There are no errors reported on the CAN bus, and we have a utilization that averages around 50-60% with occasional spikes to about 90%.
Does exactly the same thing according the Phoenix documentation, and we get INTO follower mode using it just fine–almost all of the time. I can change the call to do .Follow() to prove the point, but the question is why are we falling out of follower mode.
Unless you mean with every mode change on the master–which we can try.
I’m saying that if you just set a motor to follow the master, then no matter the control mode, it will follow the master. Which seems like what you were looking for.
I can categorically say that works with the java implementation, that’s what we do on our drivetrain (and have for years) and have never had a motor fall out of follower mode.
And we have had the same solid experience–never witnessed a problem using the same follower calls on our drivetrain. All falcons all the way around. Just seems to be on this climber follower motor, and we can’t pin it to hardware (yet). Just silently drops out of follower mode yet says it’s still in it when we make API calls to check if resets have occurred or what mode it thinks it’s in.
Weird. Looking at the Java .class file, the implementation between .set() and .follow() is very similar, but not quite identical, at least right up until the JNI calls. Looking at the decompilation of course, not the byte code.
Though if there were some implementation bug based on ControlMode, wouldn’t really make sense that your drivetrain doesn’t have motors following out of follower mode (that you have seen) but your climber does…unless it’s a product of the particular mode of operation you use to climb versus drive.
Would be really interesting to know if .follow() works in C++ but not your set method style. Like I said, the java implementations are close, but not identical. Maybe the C++ library has a minor deviation as well.
Will be trying .Follow() tomorrow. Along with re-commanding follower mode every time we change the master mode from MM to percentOutput. It would be nice to know the cause, since the only way to know it’s fixed is to reboot the robot about 100 times and hope that it statistically covered it.
“Following” up in case someone else hits this.
Using .Follow() and re-commanding follower mode did not help.

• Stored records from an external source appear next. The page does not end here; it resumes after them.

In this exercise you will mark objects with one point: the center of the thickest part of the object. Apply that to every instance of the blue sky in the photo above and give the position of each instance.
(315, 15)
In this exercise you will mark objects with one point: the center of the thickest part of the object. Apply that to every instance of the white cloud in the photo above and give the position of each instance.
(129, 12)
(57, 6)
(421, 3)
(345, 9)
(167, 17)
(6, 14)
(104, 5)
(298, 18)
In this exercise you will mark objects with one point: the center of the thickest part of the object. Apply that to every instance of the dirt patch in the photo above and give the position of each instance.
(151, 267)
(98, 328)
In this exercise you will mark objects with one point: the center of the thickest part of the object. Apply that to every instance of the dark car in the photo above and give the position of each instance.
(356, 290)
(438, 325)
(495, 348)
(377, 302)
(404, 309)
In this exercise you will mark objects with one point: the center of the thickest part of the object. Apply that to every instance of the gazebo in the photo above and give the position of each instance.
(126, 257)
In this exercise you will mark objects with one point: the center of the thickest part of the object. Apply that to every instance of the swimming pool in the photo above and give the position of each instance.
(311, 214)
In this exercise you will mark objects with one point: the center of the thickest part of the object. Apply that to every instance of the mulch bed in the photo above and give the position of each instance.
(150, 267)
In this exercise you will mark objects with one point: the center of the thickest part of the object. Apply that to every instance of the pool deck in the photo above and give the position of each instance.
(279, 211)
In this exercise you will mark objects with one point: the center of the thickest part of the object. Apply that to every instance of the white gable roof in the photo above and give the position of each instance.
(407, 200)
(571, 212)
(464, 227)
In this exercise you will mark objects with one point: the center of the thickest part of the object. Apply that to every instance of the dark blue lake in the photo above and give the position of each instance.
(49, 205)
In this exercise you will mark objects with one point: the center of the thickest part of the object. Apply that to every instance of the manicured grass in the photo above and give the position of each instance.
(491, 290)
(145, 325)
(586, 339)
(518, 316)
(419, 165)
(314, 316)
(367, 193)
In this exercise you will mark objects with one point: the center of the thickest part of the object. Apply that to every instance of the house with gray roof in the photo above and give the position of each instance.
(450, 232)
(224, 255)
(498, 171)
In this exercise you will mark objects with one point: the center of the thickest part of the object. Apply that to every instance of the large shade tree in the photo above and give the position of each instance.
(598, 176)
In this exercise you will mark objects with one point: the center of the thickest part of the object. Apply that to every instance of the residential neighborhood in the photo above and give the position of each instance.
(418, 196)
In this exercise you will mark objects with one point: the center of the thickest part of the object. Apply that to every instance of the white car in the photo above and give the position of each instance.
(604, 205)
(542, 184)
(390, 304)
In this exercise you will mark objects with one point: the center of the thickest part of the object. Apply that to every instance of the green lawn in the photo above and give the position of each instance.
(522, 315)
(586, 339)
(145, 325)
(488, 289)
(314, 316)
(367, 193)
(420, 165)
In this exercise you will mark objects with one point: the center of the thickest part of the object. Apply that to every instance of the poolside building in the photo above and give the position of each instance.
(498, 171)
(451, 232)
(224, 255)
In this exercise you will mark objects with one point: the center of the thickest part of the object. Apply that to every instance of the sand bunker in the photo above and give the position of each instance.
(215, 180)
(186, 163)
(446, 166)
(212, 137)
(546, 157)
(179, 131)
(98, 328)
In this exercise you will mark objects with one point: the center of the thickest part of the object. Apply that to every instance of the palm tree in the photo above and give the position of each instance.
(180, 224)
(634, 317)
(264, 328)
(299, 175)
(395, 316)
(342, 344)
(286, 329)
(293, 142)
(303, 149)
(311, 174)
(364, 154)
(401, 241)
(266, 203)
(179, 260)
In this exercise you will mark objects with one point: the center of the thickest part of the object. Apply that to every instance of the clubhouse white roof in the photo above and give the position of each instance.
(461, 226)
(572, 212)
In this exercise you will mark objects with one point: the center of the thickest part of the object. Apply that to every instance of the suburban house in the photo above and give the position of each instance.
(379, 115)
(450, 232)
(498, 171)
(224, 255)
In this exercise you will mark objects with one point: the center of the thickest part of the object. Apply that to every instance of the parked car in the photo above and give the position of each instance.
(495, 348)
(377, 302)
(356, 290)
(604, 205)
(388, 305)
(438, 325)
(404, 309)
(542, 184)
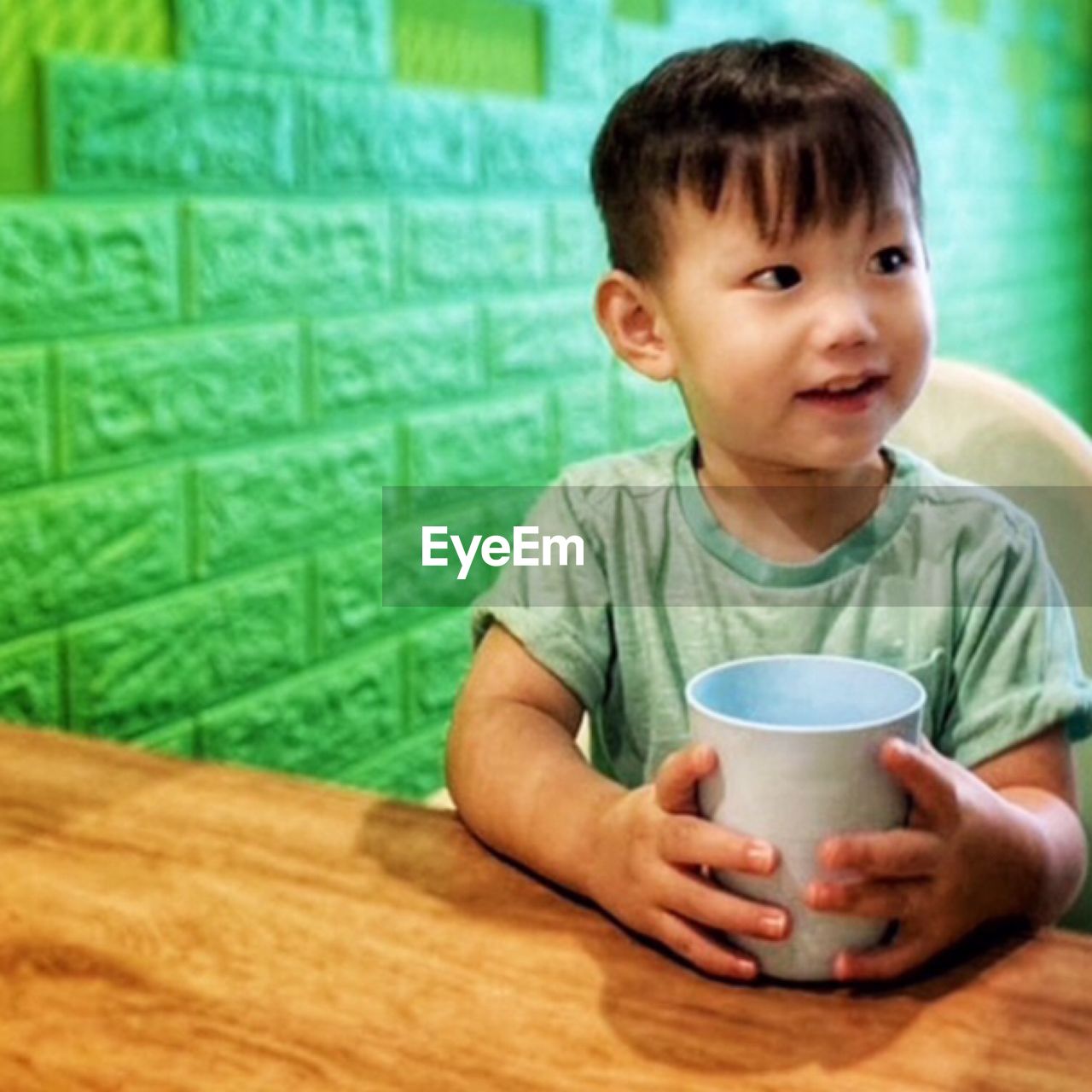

We started looking at how our CAN bus wiring was done, and we had a single CAN stub out to the intake to reduce risk if it got severed. The length had crept up to about 24" (instead of the 18" allowed by the spec). When we remove the intake from the CAN bus, the follower in question enters and stays in follower mode consistently. When the intake stub is reattached, the follower drops into percentOutput more than 50% of the time. Behaves the same on both our robots.
So this doesn’t appear to be a software/.follow() mode at all. It’s a CAN stub wiring problem that affected the Falcon. The follower (early to middle of the CAN chain), sees something it does not like and drops into percentOutput mode as reported by Phoenix Tuner. We did not find any way to detect it using the Falcon API or force it back into follower mode with repeated commands. The CAN errors reported by the DS also did not show any problems.
Would be nice to know if something we missed in the Phoenix API could be used to detect the real state. And also exactly what conditions would cause a Falcon follower to do this. Maybe CTRE can comment?
In the meantime we just switched the intake to PWM and will keep going. Seems to be working now. Thanks for the thoughts in trying to solve this.